Machine learning has become the most popular new theme in security. Seemingly every vendor is adopting this capability in an attempt to either keep up or to make their product stand out in a crowded market. This creates confusion, because the term itself is often misunderstood, and the implications of its use are varied. Not only does “machine learning” mean different things to different people, different vendors also apply machine learning in different ways. All of this makes it difficult for buyers to separate the hype from reality, and to know what value all of this machine learning is actually bringing them.
To help clear up some of the confusion, let’s start by clarifying what machine learning in security is NOT:
1. It is not a form of protection. One of the biggest misconceptions is that machine learning is some kind of new product or feature that provides protection to keep companies safe. In fact, machine learning doesn’t actually provide protection, but rather informs how the protection operates by enabling faster, more accurate, broader and more in-depth analysis of threat data. In the face of the virtually overwhelming tsunami of security threat data being generated, it provides a level of efficiency in making sense of it all that human analysts could never achieve.
2. It is not a quick fix for outdated approaches. Most AV solutions are using machine learning to analyze file attributes to determine whether a file is malicious. But this is basically what AV has been doing for years — scanning new file attributes to compare them against known malware attributes to make a determination. And therein lies the problem: the reliance on static, known file attributes means that no amount of machine learning can stop unknown or fileless threats (with no file, there’s nothing to scan).
3. It is not necessarily always getting smarter. Like any analytics tool, machine learning-based security solutions are only as good as the data available—the proverbial “garbage in, garbage out.” Effective protection depends on high quantity, high quality and frequently updated data, and the right set of features, or attributes, to train on. The model must be regularly retrained using timely, relevant, high-fidelity data.
While machine learning has certainly improved endpoint security, clearly we’re still not quite there yet.
In order to be effective at stopping today’s most sophisticated malware, like fileless attacks, CPU-level exploits, and script and macro-based threats (as well as those threats yet to come), machine learning for endpoint security must be responsive to this current climate. It must be able to discern good software from the bad in real time, across all threat parameters and all system configurations.
So, what will it take for machine learning to deliver on the hype and power a truly transformative new wave of endpoint security?
1. It must analyze file behavior, not just attributes. Basing security decisions on file attributes only works when 1) there’s a file to analyze and 2) those attributes have been previously identified and embedded into the model. This leaves a huge void when it comes to detecting and stopping new, unknown variants, fileless and script/macro-based attacks. New, more responsive uses of machine learning in endpoint security can analyze runtime behavior—the system calls and commands of programs as they execute—enabling these solutions to also identify and block malicious activity as soon as it starts, providing broader, more dependable protection.
2. It must be informed by a timely, rigorously retrained model. Most vendors update their model every few months, but given the current cadence of new threat emergence, and the volatility of updates to beneficial software, this is not nearly enough.
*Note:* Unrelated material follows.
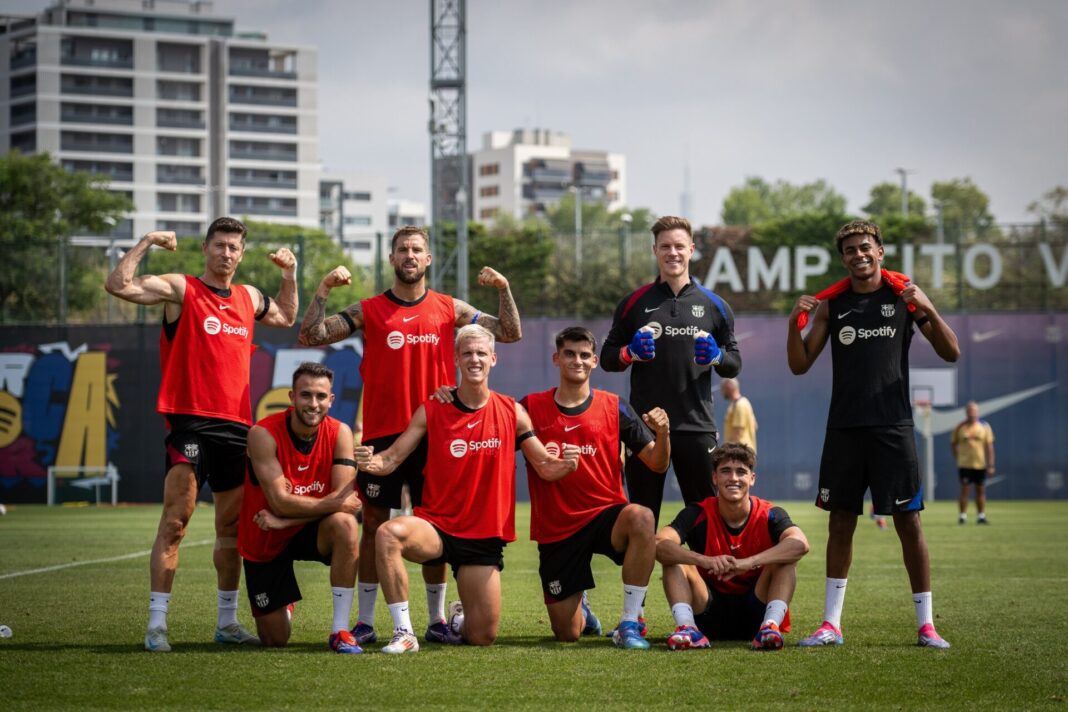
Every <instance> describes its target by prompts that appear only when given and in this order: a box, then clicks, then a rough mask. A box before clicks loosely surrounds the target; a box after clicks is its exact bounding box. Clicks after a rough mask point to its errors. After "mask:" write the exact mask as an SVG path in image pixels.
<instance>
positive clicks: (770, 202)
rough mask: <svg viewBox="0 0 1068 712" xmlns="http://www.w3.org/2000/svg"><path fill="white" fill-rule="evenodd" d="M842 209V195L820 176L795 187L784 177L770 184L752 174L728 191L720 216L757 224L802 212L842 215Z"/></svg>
mask: <svg viewBox="0 0 1068 712" xmlns="http://www.w3.org/2000/svg"><path fill="white" fill-rule="evenodd" d="M845 211H846V199H845V196H844V195H842V194H839V193H837V192H835V191H834V189H833V188H832V187H831V186H829V185H828V184H827V181H826V180H823V179H822V178H820V179H819V180H815V181H813V183H806V184H801V185H797V186H796V185H794V184H791V183H788V181H786V180H776V181H775V183H774V184H769V183H768V181H767V180H765V179H764V178H760V177H757V176H751V177H749V178H747V179H745V183H744V184H743V185H741V186H736V187H734V188H732V189H731V192H728V193H727V196H726V197H725V199H724V200H723V210H722V211H721V217H722V218H723V224H725V225H758V224H760V223H765V222H768V221H770V220H775V219H781V218H788V217H791V216H796V215H800V213H804V212H817V213H821V215H843V213H845Z"/></svg>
Truly responsive solutions leverage machine learning to update their model in near-real-time, as often as every 24 hours, to provide the most accurate, timely solution that can actually keep pace with today’s threat landscape.
3. It must account for goodware. Just as thousands of new malware variants threaten endpoints daily, legitimate software is also constantly changing with updates and unique integrations. Conventional security solutions that operate based on file attributes often struggle to consistently disambiguate good applications from malware or beneficial processes from malicious attacks. This results in a high rate of false positives and forces users to maintain whitelists and blacklists while waiting months for updated models. Responsive solutions overcome this problem by ingesting and building a model based not only on current malware data but also up-to-the-minute data on known-good software. This provides a more adaptive, agile model that ensures greater accuracy and coverage, while drastically reducing false positives and user friction.
There’s no doubt that machine learning has and will continue to revolutionize endpoint security. But it’s important to understand exactly how this technology actually works, including its limitations. Understanding this, companies can better protect themselves by asking the right questions to achieve the accurate, comprehensive, forward-looking coverage they need to be fully protected in the face of rapidly evolving and increasingly sophisticated threats.